Home > Other > Bad Boy's Last Race > Page 16
Bad Boy's Last Race Page 16

by Dallas Cole

“Why don’t you go and relax?” Tyler says. “You can rent a movie, if you want. I’ve gotta head in to the office for a while, but you should just make yourself comfortable.”

  I offer him a weak smile. “That sounds great.” I sink into the couch, suddenly exhausted. I forgot how very stressful just existing around Tyler could be. Making sure my every word and expression matched what he wanted out of me, ensuring nothing I did could possibly set him off . . . It takes a lot out of me. And now more than ever, when I’m planning to use it against him.

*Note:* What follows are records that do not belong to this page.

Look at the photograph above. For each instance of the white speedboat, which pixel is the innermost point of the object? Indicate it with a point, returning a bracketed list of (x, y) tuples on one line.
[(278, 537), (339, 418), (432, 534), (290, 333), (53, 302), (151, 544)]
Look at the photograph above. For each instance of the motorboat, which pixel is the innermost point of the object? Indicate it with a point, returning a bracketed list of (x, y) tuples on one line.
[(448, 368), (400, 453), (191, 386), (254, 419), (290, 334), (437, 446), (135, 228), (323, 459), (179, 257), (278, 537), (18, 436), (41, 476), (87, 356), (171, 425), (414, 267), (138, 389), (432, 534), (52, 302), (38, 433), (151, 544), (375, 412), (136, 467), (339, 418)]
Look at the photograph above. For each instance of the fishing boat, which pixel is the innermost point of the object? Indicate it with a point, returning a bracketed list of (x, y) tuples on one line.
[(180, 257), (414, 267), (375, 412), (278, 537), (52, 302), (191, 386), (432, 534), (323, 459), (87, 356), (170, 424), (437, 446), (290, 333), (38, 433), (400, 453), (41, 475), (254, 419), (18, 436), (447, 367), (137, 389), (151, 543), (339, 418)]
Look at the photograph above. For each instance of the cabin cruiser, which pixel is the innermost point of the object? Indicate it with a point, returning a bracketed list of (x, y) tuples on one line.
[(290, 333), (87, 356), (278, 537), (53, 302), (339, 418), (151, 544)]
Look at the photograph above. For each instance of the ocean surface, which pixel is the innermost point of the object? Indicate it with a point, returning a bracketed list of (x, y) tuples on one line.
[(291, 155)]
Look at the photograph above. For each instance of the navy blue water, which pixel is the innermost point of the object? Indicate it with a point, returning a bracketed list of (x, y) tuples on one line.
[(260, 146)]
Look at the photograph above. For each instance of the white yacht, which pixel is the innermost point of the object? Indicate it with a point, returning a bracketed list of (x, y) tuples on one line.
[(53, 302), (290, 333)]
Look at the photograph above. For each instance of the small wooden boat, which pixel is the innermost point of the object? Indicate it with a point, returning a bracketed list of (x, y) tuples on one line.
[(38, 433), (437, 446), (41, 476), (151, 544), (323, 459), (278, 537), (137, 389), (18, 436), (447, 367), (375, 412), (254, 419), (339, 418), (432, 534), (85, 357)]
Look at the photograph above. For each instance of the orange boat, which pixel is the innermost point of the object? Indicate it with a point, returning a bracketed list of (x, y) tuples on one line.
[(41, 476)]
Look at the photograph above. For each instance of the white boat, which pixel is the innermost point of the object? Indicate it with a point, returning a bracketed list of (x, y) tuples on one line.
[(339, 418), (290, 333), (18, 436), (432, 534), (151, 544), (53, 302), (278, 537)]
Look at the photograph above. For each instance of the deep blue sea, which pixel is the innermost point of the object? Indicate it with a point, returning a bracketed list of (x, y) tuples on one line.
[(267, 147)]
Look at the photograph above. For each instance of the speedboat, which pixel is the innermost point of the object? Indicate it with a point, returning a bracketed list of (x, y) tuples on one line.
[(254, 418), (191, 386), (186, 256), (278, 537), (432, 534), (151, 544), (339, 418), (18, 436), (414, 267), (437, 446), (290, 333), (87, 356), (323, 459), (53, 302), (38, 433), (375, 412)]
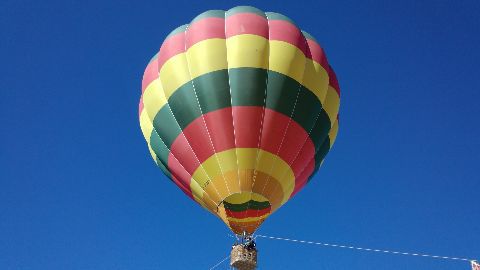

  But knowing I have a secret—that I have a plan—gives me strength. I can do this. I’ve endured so much worse.

  Tyler presses a kiss to the top of my head, then pauses in the doorway, looking me over. Like he’s admiring a painting he’s just hung. Something beautiful to call his own. I make myself smile back at him as I reach for the TV remote. Please, just leave . . . leave me alone. I grit my teeth, trying to will him away from me.

  “I’ll be back soon as I can.”

  The door clicks shut behind him, and I let out a long-held breath. I turn on the TV, but mute it, and listen for the sounds of him departing. His footsteps head back down the stairs, then the truck door slams, and the engine starts up. Finally, it fades into the distance as he drives away.

  Time to get to work.

  I flick through the channels a few times until I find something that looks appropriately Sophie—some neuroscience documentary on the public access channel. Then I slide down out of the couch to the floor. The couch’s back is to the camera. I can’t be totally sure about the angle of the camera Tyler set up, but I’m pretty sure all it can see is the high back of the couch, and not where I am; it can’t see the narrow sliver of carpet between the couch and the doorway to the bedroom, so I belly-crawl my way across that gap as quickly as I can, out of the kitchen camera’s view. A quick study of the bedroom shows me that it’s camera-free.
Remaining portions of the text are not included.